There you go - that's my two penneth on one of my major hobbyhorses.

The Indirect Antiglobulin Test

Surely everybody in serology knows about the indirect antiglobulin test (IAT) as they probably use some form of it hundreds of times a day. I agree but then everybody also assumes we know what we are talking about and those who don't know get too embarrassed about asking. So let's have a little look at it now.

One of the problems with IgG antibodies is that they can sensitise cells really well but are a bit bit rubbish when it comes to agglutinating them and making that reaction visible to the tester - this wouldn't be so bad if IgG antibodies were not so darned clinically significant with the ability to cause haemolytic transfusion reactions and haemolytic disease of the foetus and newborn.

We need a way of showing that sensitisation reaction - Prof. Robin Coombs (1921-2006) came up with the answer by using anti-human globulin (AHG). AHG are antibodies against antibodies so, rather than sticking to antigens, they stick to antibodies - if those antibodies happen to be stuck to antigens on a cell (sensitisation) then they can cross-link with each other and bring about agglutination. I'd have given him a Nobel Prize for that but what the heck.

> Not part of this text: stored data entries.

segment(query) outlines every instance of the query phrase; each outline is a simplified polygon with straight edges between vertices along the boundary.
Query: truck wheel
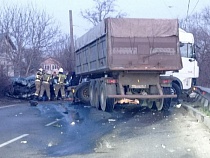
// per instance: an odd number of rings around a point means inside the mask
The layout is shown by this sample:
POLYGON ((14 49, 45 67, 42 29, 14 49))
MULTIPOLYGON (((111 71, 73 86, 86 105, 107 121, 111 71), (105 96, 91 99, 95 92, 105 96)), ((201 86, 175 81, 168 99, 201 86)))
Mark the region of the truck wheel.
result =
POLYGON ((148 108, 150 108, 150 109, 153 108, 153 105, 154 105, 154 101, 153 101, 153 100, 147 99, 147 100, 146 100, 146 103, 147 103, 147 107, 148 107, 148 108))
POLYGON ((107 98, 107 94, 116 93, 113 85, 101 84, 100 87, 100 105, 101 109, 106 112, 112 112, 114 109, 114 98, 107 98))
POLYGON ((91 80, 90 86, 89 86, 89 96, 90 96, 90 105, 91 106, 95 106, 96 96, 95 96, 94 90, 95 90, 95 81, 91 80))
POLYGON ((80 99, 81 102, 84 104, 90 104, 90 97, 89 97, 89 82, 81 83, 77 87, 77 97, 80 99))
POLYGON ((155 105, 156 105, 157 110, 162 110, 162 108, 163 108, 163 99, 157 99, 155 101, 155 105))
MULTIPOLYGON (((164 94, 171 94, 171 89, 169 87, 163 88, 164 94)), ((163 111, 168 111, 171 106, 171 98, 165 98, 163 102, 163 111)))
POLYGON ((172 94, 177 95, 177 98, 173 98, 172 100, 178 103, 181 95, 181 88, 176 83, 172 83, 172 94))
POLYGON ((94 93, 95 93, 94 105, 96 106, 96 109, 101 110, 101 105, 100 105, 100 101, 99 101, 100 81, 96 81, 96 84, 94 87, 94 93))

Let's have a look at the test then - this should make things a bit clearer.

Take your cell suspension and add the antiserum, incubate it and (if there has been a reaction) you'll get this:

In this picture you can see that there has been a reaction between the antibodies and the red cells (because they have recognised the antigen on the cell surface and stuck to them.

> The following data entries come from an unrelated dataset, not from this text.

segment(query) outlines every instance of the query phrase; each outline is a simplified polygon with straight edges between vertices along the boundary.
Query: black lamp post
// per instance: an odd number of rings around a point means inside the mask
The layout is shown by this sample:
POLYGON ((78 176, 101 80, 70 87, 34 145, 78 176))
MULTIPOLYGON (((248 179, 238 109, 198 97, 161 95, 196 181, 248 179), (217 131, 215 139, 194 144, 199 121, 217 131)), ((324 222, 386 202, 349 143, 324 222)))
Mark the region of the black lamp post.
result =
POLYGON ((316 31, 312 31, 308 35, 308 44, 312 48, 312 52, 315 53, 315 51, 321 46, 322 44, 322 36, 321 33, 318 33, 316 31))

This could be a very strong reaction or a very weak one but they will both look the same - just like a negative result, This is because the antibodies have sensitised the cells (coated them) but are unable to cross-link between the cells and join them up to form agglutination (the clumping together of cells due to antibodies).

We need to add AHG but before we do that there is a very important step - wash the sample.

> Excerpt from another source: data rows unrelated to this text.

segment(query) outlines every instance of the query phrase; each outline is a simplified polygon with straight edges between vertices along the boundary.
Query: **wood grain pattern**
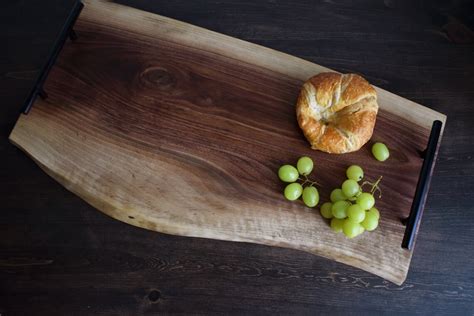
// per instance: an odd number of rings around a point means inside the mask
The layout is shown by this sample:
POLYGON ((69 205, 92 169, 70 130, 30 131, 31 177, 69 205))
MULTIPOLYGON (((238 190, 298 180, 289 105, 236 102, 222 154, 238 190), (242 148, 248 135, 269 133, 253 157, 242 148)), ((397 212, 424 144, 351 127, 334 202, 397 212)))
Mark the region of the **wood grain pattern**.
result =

Why do we need to wash the sample? If the serum is from a patient then there will be LOADS of other immunoglobulins in it protecting the patient from diseases and whatnot - the AHG will stick to thes just as surely as it would stick to those antibodies coating the cell and the AHG, even though it is very concentrated, will be neutralised and you'll get a negative result with or without the cells being sensitised. If the serum sample is actually a specific antiserum you are useing to test the cells then there will be massive amounts of that antibody in there, not all of it will be on the cells and the free antibody will, again, netralise the AHG. Washing the sample (with buffered saline, not water!) removes any unbound material so the only immunoglobulins left in the sample will be those which are bound to the cells (if any).

We can now add te AHG (the cyan antibodies in the picture). these will bind to any antibody in there - as we have washed the sample these antibodies will be bound to the cells.

The AHG can therefore bind to antibodies bound to different cells and cross-link them causing the sensitised cells to agglutinate!

And that is the genius of Coombs!

Of course, as we are all good serologists we need to control the AHG step because who is to say that are result is actually negative or did we forget to add any AHG or not wash the sample so that all of the AHG has been neutralised?

To all of our negative tests we need to add sensitised cells (cells known to be coated with antibody - usually RhD+ cells coated with anti-D because they are cheap and easy to make). When we add these calls, centrifuge the sample and re-read it we should see some agglutination thus proving to ourselves that there was AHG in there in the first place and that there is enough to cause agglutination - it wasn't neutralised! Another way of ensuring that we've put the AHG in is that AHG is often coloured green so it is easy to spot if you've missed a tube.